The parade is one of the best attended events of The American Legion’s annual national convention. The streets of the host city are filled with spectators – both Legion family members and locals – cheering on representatives of the Legion, the Auxiliary, the Sons and the Riders as they proudly carry their banners and colors.
One marching element within the Department of Iowa is Post 298 in Marion. All parade participants each year receive a flagpole ring, and these rings reveal something special about Post 298; it hasn’t missed a national convention parade since the first one in 1919, and is believed to be the only post to have all parade flagpole rings given out for participants.

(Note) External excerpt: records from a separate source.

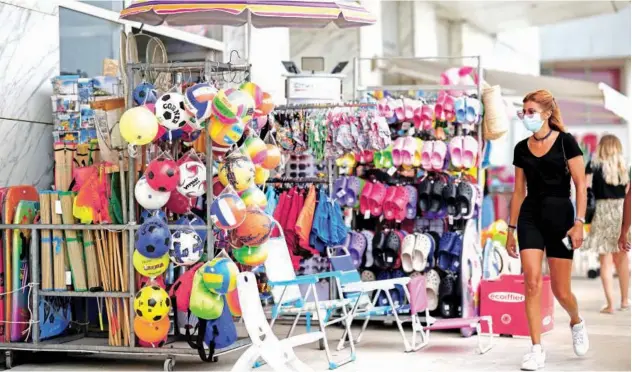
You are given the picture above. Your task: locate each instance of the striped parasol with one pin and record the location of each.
(257, 13)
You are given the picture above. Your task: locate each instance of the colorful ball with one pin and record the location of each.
(225, 134)
(171, 111)
(228, 211)
(152, 303)
(256, 228)
(251, 256)
(220, 275)
(254, 91)
(192, 181)
(138, 126)
(149, 198)
(236, 170)
(197, 100)
(224, 109)
(256, 149)
(150, 267)
(151, 332)
(254, 197)
(261, 175)
(162, 174)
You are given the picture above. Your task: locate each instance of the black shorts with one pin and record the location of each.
(543, 224)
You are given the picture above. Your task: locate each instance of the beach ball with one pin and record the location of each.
(162, 174)
(266, 106)
(236, 170)
(254, 91)
(153, 238)
(149, 198)
(261, 175)
(228, 211)
(152, 303)
(220, 275)
(138, 126)
(197, 100)
(225, 134)
(223, 109)
(179, 204)
(256, 228)
(171, 112)
(254, 197)
(273, 157)
(251, 256)
(192, 181)
(256, 149)
(151, 332)
(232, 300)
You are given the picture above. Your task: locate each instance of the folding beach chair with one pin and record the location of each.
(288, 300)
(265, 345)
(349, 283)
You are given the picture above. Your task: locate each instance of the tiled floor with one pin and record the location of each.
(381, 350)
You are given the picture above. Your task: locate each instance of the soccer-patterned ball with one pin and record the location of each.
(162, 174)
(171, 112)
(186, 247)
(192, 179)
(152, 303)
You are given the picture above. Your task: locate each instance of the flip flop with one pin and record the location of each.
(433, 281)
(426, 155)
(436, 196)
(376, 198)
(472, 110)
(368, 253)
(364, 198)
(407, 252)
(437, 160)
(459, 110)
(456, 152)
(424, 189)
(470, 152)
(449, 196)
(466, 199)
(411, 206)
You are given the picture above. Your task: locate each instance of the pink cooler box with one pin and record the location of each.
(503, 300)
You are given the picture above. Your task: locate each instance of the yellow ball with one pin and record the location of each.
(261, 175)
(138, 126)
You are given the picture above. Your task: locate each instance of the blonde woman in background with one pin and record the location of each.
(609, 175)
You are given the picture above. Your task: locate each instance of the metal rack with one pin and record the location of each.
(83, 343)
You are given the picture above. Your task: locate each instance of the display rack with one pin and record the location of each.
(85, 342)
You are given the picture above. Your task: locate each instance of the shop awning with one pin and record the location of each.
(514, 84)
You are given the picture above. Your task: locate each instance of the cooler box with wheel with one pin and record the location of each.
(503, 300)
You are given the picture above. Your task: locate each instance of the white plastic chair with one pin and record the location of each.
(279, 354)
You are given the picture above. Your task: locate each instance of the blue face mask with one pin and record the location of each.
(534, 123)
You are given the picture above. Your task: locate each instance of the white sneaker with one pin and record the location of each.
(580, 338)
(533, 360)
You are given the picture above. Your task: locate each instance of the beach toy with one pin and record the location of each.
(220, 275)
(228, 211)
(138, 126)
(150, 267)
(273, 157)
(256, 149)
(152, 303)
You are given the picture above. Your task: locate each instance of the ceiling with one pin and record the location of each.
(497, 16)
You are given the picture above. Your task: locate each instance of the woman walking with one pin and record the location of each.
(610, 179)
(542, 210)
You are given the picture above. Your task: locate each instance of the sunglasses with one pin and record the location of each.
(527, 113)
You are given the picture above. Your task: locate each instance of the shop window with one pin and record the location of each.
(85, 41)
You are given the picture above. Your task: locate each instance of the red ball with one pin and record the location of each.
(162, 174)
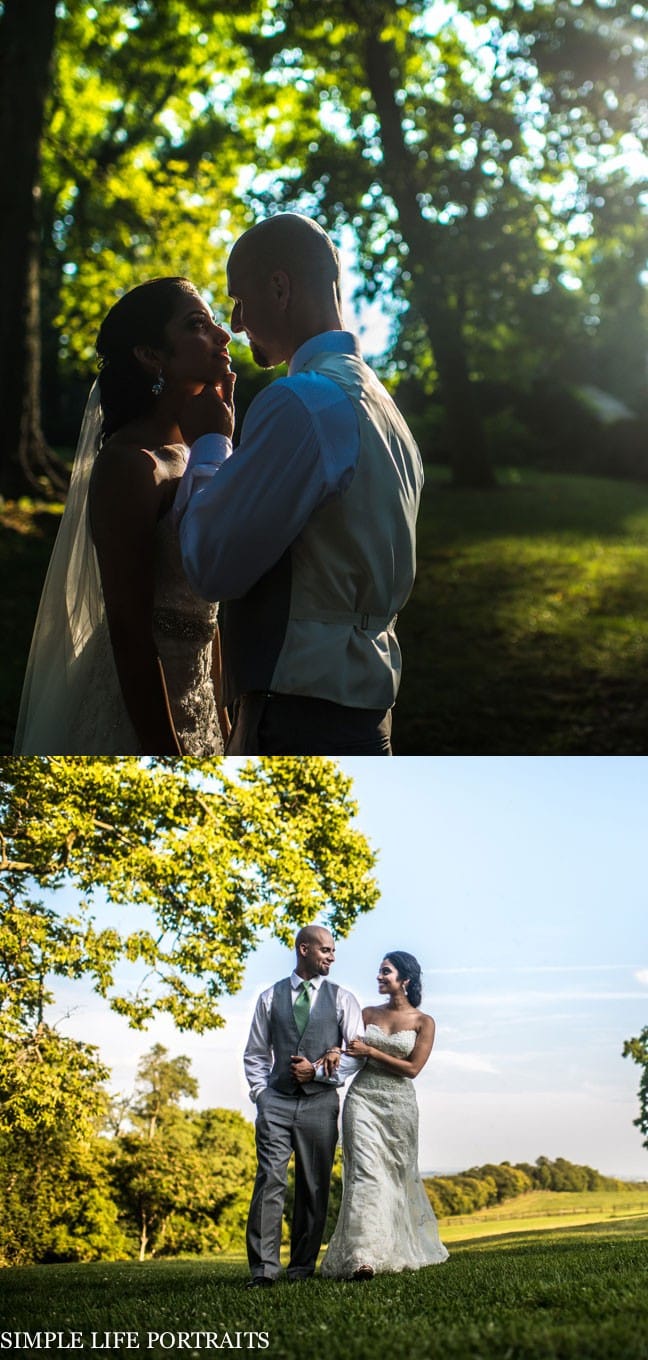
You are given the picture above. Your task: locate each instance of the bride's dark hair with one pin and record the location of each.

Each department submits an order to Emblem Sales, depending on how many elements will be marching within that department.
“The post sends the commander to the national convention each year, and that person is obligated to the parade to keep the tradition alive,” said Past Post Commander Roger Norfolk. The post colors go with the commander. When he or she returns to Marion, the ring goes onto one of several specially constructed boards in the post home; they are attached to a pipe next to the nameplate of that commander.
The tradition of the boards is more recent than that of attending the parade, but both go back farther than current members can recall: “I don’t think anyone is old enough” to know whose idea either tradition is, Norfolk said. Members of Post 298 are proud of their inheritance. The boards have survived at least one post move, the most recent in 1993, and are kept up-to-date. They are a way to honor the post’s history, rather than, in Norfolk’s words, “throw them in a drawer somewhere.”
The commander is not the only post member who attends the national convention. "We have quite a contingent that goes along every year,” Norfolk said. Five, and possibly more, past post commanders will be in Indianapolis; Norfolk himself arrived in Indy with the Legacy Run. And the post adjutant goes to every convention, national or otherwise, that he possibly can. “We’ve got some hard-core Legionnaires,” Norfolk says.